The paper's author wants code to work the same on all systems even when the code conveys unclear semantics. That is unreasonable.
To give credit to the paper's author that no-op is part of the SPEC benchmark suite and the author feels that code in that benchmark is being treated as privileged by compiler authors.
Even though I disagree with the author I try to understand some of his perspective.
There's a gap between "humans can't write assembly better than the compilers" and "there's nothing humans can do to help the compiler write better code".
Depends. You won't beat llvm if your code uses strictly intrinsics. Some things, like adding carry bits across 64-bit arrays, might need to be done by hand, because of special, knowledge about your data that are not generalizable.
I agree completely, it's still impressive to me that they presumably managed a competitive offering with such a system. I imagine having it be a highly homogeneous design also helped.
The interesting question, to me at least, is how much cheaper this chip is - with its suboptimal maximum clock rate - compared to a chip from a non-automated flow. If peak clock rate is one half, but cost is one hundredth, I'd say it's a spectacular achievement.
100th in costs and one half in performance is, granted, wishful thinking on my part. But I believe the important point is that with a sufficient productivity gain, this technology can reduce the old, non-automated way to something akin to writing software libraries in assembly. Writing software libraries in assembly is useful, but few bother to do it because they'd rather just buy more hardware. Chugging out twice a many chips, once you have your design finished, isn't really that much more expensive, as I understand it.
It is an open source RISC based ISA along with open source implementations of example processor cores. Then you could have had a processor that was completely open and did not include any proprietary code.
The chip is about the same size as the Apple A10, so in terms of silicon area it's in the consumer domain, but price will only come down to consumer levels if shipments get into millions of units. Big companies take a leap of faith and build a product hoping that the market will get there. Small companies get one shot at that. With University volumes and shuttles, we are talking 100x costs. So the $300 GPU PICe type boards become $10K-$30K with NRE and small scale productio folded in.
You should look into alternative financing methods.
How long is the period from needing the cash to pay for production to availability in retail, roughly?
If it's all about volume, accumulating orders over a long period using some non-reversible payment method could, perhaps, get you into millions of units. It's all about how long people are willing to wait in order to save on per-chip unit costs.
I had a friend who mentioned that it was very difficult to get the 64-cores Parallellas with fully-functional Epiphany-IV chips.
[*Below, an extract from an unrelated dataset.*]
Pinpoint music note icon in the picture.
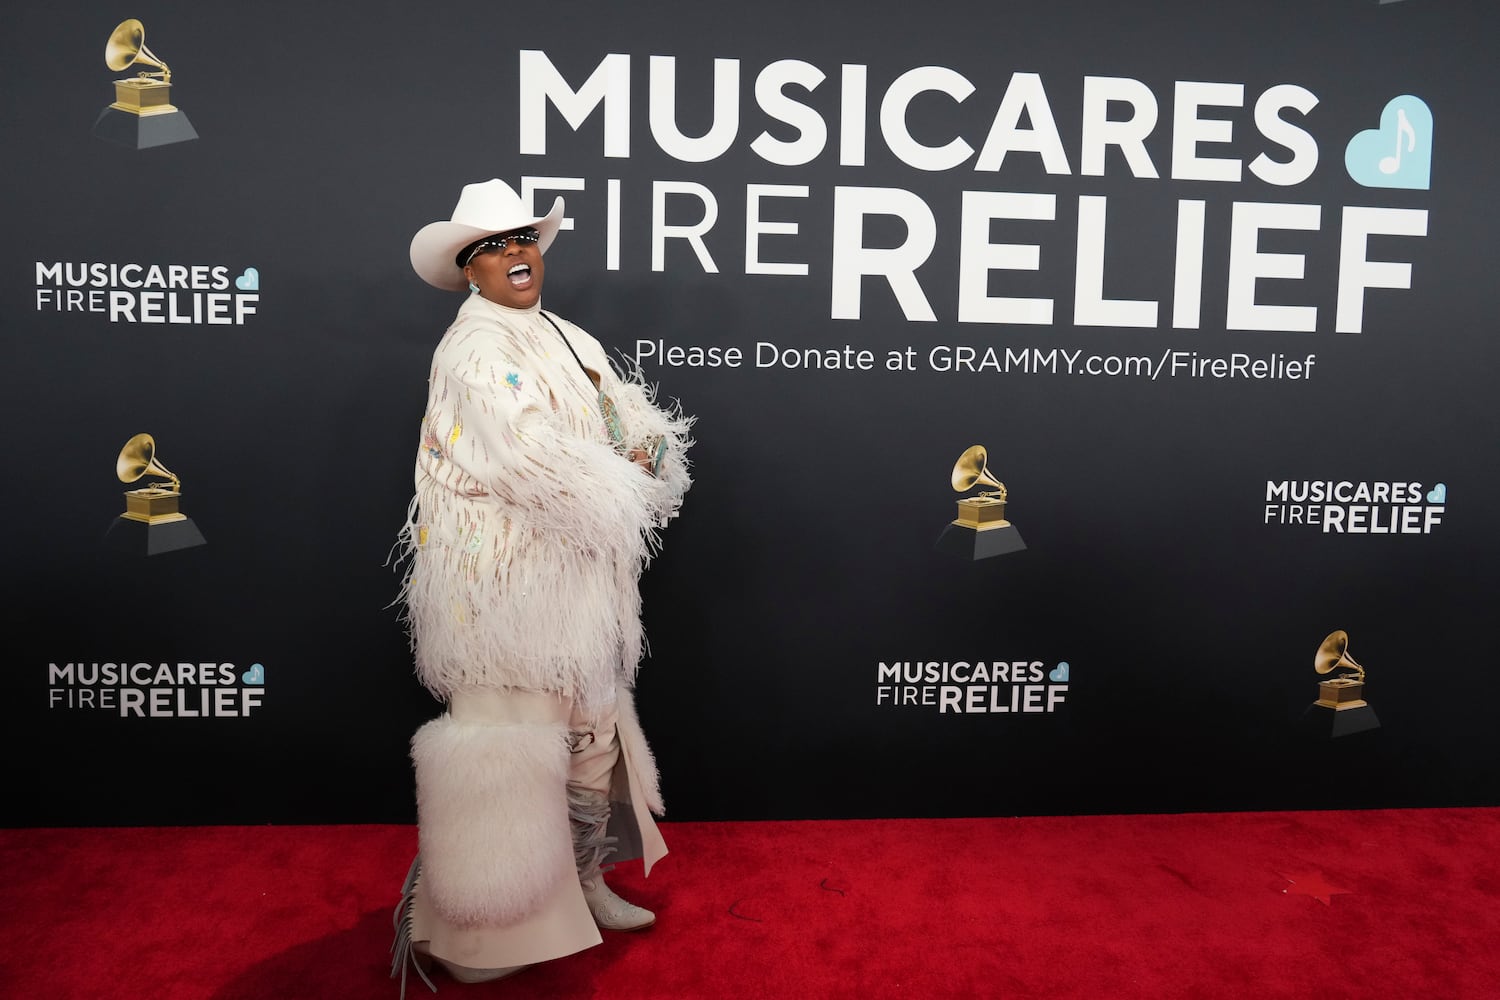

Are these yield problems going to continue with Epiphany-V or can we expect a full 1024 functional cores per chip?
It would be a BIG mistake to assume 1024 working cores. If you want to scale your software you should take a look Google/Erlang and others. Not reasonable to demand perfection at 16nm and below...
Not saying we won't have chips with all cores working, just saying you shouldn't count on it.
In a tile based CPU error topology matters. A string of broken cores or a broken core at the edges is likely worse than a broken core with all 4 (or 8?) neighbors working.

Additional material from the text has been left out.